In the United States, Black cultural expressions of democratic life that operate within specific historical-local contexts, yet reflect a shared set of sociocultural mores, have been historically crowded out of the law and policymaking process. Instead of democratic cultural discourse occurring within an open and neutral marketplace of ideas, the discursive production and consumption of democratic culture in American politics has been rivalrous. Such rivalry too often enables dominant White supremacist cultural beliefs, values, and practices to exercise their hegemony upon law’s production and meaning. The result has been tragedy for politically disempowered and socioeconomically excluded communities.
This Article uses the origin story of hip-hop music to advance this thesis, making three claims about law and culture. First, it argues that cultural theories of poverty and crime (embedded with racial stereotypes and cultural biases) shaped the political response to the growth of Black urban ghettos in New York City during the 1970s and 1980s. Second, via a textual analysis of Grandmaster Flash & The Furious Five’s 1982 hip-hop song The Message, this Article contends that early hip-hop cultural views of democratic life were in rivalry with the dominant cultural discourse of conservative politicians and leading public intellectuals. Third, this Article breaks new ground by conceptualizing the socioeconomic inequities that plague Black urban ghettos as “tragedies of the cultural commons.” Building upon Garrett Hardin’s famous Tragedy of the Commons allegory, this framing employs the concept of the commons to illuminate how racism can mold the symbiotic relationship between law and democratic culture.

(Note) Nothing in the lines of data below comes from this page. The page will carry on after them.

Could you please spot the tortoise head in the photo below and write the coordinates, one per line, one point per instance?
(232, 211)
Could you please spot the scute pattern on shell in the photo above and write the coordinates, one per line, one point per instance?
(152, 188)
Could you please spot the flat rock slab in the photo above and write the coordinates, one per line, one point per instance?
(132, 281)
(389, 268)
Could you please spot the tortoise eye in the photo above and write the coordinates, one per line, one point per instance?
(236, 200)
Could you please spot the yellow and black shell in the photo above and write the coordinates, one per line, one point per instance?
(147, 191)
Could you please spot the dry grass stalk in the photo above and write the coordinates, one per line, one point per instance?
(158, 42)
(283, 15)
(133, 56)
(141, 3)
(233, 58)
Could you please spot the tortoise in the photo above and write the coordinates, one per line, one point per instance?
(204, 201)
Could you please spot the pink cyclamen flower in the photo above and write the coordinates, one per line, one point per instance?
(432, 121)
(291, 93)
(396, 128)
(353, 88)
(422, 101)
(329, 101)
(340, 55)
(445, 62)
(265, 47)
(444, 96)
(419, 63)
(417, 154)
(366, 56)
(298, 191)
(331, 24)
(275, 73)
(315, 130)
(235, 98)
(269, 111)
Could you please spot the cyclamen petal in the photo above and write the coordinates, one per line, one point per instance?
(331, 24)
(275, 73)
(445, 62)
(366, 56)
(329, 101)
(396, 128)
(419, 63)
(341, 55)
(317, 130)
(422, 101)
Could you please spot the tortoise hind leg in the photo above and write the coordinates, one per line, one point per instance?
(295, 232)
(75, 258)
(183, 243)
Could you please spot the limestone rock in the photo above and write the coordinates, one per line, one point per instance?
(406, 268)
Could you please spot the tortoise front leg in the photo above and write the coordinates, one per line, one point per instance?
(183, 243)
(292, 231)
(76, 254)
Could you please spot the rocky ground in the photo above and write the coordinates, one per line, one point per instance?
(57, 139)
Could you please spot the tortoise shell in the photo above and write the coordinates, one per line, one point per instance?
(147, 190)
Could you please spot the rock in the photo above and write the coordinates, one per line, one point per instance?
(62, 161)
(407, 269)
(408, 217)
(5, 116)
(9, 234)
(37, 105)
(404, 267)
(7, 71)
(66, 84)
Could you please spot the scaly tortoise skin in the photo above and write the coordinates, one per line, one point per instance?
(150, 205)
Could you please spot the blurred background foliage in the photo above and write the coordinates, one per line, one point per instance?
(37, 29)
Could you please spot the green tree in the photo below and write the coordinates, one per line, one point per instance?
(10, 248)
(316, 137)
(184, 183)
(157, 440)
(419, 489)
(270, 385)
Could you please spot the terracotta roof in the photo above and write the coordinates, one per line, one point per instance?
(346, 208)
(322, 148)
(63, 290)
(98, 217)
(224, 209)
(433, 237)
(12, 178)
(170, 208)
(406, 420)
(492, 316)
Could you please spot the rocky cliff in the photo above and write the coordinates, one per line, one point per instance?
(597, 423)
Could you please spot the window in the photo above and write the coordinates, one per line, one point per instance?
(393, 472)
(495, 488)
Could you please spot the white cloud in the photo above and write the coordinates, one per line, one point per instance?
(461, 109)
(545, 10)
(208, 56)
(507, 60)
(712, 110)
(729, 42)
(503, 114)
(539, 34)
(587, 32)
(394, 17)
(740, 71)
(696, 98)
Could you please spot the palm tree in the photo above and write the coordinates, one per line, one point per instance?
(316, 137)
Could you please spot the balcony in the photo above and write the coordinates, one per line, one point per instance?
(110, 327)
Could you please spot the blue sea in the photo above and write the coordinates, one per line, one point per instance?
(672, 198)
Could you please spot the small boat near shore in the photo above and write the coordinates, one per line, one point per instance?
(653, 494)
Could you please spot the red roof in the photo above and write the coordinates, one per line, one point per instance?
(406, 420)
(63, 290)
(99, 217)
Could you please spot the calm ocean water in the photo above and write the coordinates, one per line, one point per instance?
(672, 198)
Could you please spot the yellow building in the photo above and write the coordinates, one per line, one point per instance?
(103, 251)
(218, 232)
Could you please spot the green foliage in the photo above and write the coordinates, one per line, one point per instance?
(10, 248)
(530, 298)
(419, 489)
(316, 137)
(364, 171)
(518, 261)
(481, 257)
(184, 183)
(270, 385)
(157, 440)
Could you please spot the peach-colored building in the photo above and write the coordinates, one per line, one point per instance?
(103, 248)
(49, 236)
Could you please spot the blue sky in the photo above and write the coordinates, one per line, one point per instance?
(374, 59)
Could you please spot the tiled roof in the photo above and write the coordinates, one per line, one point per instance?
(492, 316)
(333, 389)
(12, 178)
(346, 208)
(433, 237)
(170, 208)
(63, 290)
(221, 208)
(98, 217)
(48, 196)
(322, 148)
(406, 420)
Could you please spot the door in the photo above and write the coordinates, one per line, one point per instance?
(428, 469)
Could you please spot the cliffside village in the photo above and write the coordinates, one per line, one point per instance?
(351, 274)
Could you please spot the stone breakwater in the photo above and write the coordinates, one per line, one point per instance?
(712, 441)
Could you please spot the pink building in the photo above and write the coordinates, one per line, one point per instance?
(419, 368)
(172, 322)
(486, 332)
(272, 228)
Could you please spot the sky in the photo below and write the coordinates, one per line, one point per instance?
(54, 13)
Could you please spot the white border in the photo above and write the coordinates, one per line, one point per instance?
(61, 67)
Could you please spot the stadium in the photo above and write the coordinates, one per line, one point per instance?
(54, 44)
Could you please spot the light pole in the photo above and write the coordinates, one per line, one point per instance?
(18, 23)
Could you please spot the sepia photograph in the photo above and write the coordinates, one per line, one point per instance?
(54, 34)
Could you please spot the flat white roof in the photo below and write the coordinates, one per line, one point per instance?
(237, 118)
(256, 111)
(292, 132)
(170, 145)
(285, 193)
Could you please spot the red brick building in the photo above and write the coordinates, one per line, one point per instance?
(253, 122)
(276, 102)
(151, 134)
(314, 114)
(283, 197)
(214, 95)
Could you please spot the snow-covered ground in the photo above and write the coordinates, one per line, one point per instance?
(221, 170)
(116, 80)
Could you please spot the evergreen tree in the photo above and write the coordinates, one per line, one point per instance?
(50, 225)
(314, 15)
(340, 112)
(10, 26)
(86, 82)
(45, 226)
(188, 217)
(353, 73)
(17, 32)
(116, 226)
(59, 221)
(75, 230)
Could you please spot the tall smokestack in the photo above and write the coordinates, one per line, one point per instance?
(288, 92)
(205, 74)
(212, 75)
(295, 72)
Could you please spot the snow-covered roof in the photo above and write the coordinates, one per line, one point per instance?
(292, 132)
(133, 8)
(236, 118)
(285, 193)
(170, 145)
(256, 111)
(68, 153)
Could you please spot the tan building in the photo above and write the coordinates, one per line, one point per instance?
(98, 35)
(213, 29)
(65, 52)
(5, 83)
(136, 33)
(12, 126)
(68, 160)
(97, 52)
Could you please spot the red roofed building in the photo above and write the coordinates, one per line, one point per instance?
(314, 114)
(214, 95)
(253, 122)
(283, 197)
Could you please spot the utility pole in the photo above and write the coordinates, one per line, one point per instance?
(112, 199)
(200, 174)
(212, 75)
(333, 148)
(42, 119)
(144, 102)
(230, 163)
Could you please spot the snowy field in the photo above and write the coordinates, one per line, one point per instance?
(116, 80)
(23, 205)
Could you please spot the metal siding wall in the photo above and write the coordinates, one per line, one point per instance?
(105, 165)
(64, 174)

Taken together, this Article’s critical legal history of the rise of early hip-hop culture suggests that if law is in fact both constitutive of and constituted by dominant cultural views, then in the United States, Black cultural expressions of democratic life have historically labored under the hegemonic rivalry of a White supremacist vision of law and order. Further, hip-hop culture emerges as a counter-cultural vision of democratic life—an example of what Sheila R. Foster calls “urban collective action” or what Lisa T. Alexander calls “cultural collective efficacy.” If racial injustice in America is indeed the byproduct of law’s flawed empire, then perhaps reforming law’s empire demands a reconstruction of the democratic cultural commons.
Etienne Toussaint, Tragedies of the Cultural Commons, 110 Ca. L. Rev. 1777 (2022).